“The stereotypical conceptions about the role of women and religious minorities need to be nuanced”
This is one of many findings that Prof. Anders Bäckström together with other Impact researchers put forward in the Wave-project. The newly released anthology “Religion and Welfare in Europe. Gendered and minority perspectives” is the final report of the project, which presents rich case studies and research conclusions.
Prof. Anders Bäckström tell us about the Wave-project
– The project “Welfare and Values in Europe. Transitions to religion, minorities and gender”, also called The Wave-project, is the first large European sponsored project at the faculty of Theology at Uppsala University. It focuses partly on the importance of European religious and political roots for the development of different modern welfare states and partly on current common social challenges. For instance, it deals with challenges caused by downturns in the areas of economy and migration. These are two trends that activate religion both as a political voice and as a participant in the civil society. The project also analyzes the new visibility of religion as a part of the social, religious and political complexity.
What are your findings?
– The project shows that the stereotypical conceptions about the role of women and religious minorities need to be nuanced. The religious minorities care about the extended family, though at the same time is both including and excluding its members. And in the middle there is a big group of family members (women) who try to bridge family and society. Women work as an arena to bridge tensions between a religious and secular civil life as well as a link between traditions and modern working life.

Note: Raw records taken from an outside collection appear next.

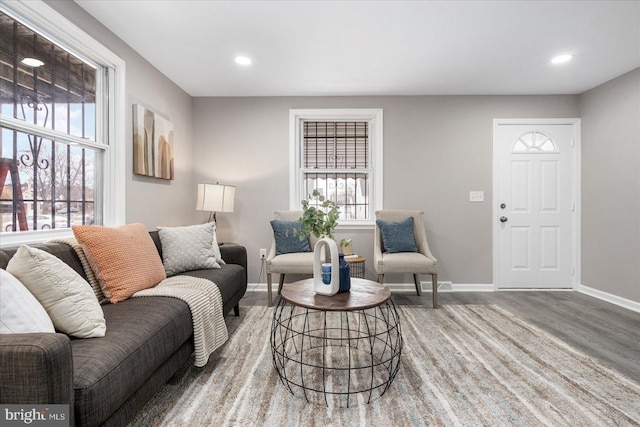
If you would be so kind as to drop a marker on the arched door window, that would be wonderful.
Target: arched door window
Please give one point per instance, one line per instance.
(534, 142)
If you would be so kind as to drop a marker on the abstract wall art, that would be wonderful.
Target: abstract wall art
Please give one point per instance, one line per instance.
(152, 143)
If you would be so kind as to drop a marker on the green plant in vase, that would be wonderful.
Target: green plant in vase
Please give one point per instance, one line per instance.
(322, 220)
(345, 246)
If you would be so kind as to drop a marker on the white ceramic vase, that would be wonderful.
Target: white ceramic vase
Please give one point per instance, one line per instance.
(330, 246)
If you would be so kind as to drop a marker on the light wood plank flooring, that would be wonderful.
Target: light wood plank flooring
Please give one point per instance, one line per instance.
(597, 328)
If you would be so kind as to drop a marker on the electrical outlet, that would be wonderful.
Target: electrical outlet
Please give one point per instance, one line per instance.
(476, 196)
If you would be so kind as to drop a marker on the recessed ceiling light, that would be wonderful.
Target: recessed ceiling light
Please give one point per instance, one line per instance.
(560, 59)
(32, 62)
(243, 60)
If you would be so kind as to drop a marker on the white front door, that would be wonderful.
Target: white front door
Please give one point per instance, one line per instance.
(535, 212)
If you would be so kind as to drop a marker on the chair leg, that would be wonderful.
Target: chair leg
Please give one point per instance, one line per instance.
(434, 285)
(416, 280)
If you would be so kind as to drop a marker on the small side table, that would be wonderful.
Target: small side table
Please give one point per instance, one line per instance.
(356, 266)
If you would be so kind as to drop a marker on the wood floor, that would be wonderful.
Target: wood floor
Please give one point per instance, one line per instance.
(602, 330)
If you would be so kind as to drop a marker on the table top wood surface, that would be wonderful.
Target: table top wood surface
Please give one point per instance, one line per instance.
(363, 294)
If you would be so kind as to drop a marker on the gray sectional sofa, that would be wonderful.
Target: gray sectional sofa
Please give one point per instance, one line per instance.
(106, 381)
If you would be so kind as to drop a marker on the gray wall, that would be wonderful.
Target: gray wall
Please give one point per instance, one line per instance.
(148, 200)
(611, 186)
(436, 149)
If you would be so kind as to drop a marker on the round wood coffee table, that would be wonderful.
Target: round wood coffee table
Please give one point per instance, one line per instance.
(336, 350)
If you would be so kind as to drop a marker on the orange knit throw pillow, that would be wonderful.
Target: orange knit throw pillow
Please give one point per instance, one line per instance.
(124, 259)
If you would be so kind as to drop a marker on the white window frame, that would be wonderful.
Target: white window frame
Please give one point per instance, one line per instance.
(374, 117)
(110, 188)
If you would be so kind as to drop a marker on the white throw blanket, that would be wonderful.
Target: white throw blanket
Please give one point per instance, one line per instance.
(202, 296)
(205, 303)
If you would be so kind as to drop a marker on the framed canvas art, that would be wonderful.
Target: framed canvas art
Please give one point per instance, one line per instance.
(152, 143)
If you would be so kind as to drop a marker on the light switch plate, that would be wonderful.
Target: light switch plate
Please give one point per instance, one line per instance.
(476, 196)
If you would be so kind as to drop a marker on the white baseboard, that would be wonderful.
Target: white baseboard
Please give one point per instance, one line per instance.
(409, 288)
(613, 299)
(404, 287)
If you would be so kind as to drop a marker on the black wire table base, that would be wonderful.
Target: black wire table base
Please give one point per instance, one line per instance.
(336, 358)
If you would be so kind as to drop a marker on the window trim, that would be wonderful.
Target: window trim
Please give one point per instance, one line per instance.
(45, 20)
(375, 118)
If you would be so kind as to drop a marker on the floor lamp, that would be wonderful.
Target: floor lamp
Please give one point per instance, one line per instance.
(215, 198)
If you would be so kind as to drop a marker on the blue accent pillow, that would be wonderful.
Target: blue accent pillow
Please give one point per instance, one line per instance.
(397, 236)
(287, 235)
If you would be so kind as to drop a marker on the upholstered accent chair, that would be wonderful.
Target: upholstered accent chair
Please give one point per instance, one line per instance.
(419, 261)
(289, 263)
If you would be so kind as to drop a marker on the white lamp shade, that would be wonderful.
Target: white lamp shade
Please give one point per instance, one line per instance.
(216, 197)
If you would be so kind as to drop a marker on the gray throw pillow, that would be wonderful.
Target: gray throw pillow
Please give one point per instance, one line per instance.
(188, 248)
(397, 236)
(287, 235)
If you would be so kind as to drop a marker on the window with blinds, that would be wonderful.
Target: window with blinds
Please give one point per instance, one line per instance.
(336, 160)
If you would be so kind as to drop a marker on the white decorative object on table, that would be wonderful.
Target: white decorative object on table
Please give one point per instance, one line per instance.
(318, 285)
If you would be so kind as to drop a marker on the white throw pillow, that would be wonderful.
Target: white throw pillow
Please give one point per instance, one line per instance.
(188, 248)
(20, 311)
(64, 294)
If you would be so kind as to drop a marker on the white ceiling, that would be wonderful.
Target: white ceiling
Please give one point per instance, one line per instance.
(379, 47)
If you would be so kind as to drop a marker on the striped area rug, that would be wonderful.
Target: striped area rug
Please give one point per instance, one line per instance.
(461, 365)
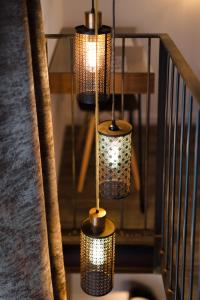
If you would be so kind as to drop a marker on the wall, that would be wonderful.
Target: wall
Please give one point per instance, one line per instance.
(122, 283)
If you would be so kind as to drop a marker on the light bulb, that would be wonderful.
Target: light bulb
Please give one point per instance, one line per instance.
(97, 255)
(91, 56)
(113, 155)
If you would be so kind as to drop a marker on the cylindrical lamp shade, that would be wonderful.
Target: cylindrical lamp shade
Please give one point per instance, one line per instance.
(97, 259)
(85, 63)
(114, 160)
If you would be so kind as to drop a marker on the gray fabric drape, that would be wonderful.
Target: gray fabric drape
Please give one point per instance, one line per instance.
(31, 259)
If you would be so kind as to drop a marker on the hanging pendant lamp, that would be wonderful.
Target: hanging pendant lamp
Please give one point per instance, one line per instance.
(114, 149)
(114, 159)
(97, 253)
(86, 61)
(97, 240)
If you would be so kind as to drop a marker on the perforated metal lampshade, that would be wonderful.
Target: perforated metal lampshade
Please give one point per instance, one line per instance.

The most important factors supporting integration are language knowledge and employment, and the multicultural society’s ability to tolerance and unity.
In which direction is the research field going?
– The religious and political tensions have increased since the project started. The Swedish welfare model, which aims to reach general economic equality has been shown to be both socially integrating and religiously excluding. In particular, when it comes to the tension between different rights, often the focus is on how women dress. On top of that there are nationalistic political tendencies that politicize the Swedish church and criminalize religious minorities, in particular Islam.
Research today needs to develop innovative methods with the aim of clarifying the integrated possibilities between the cultural majorities/minorities and the religious/secular. In order not to turn democracy into an empty shell in the future we need to focus on the voices of the religious minorities as a part of the open dialog about a common future.
The project Welfare and Values in Europe. Transitions to religion, minorities and gender (Wave) started 2006 and ended 2009. It was financed by the European Community and included over thirty researchers in twelve different countries. In 2009 the Impact of Religion programme took over the Wave-project. The recently released anthology “Religion and Welfare in Europe. Gendered and minority perspectives”, (Policy Press 2017) is the final report of the project. Anders Bäckström is Professor Emeritus in Sociology of religion and one of the editors.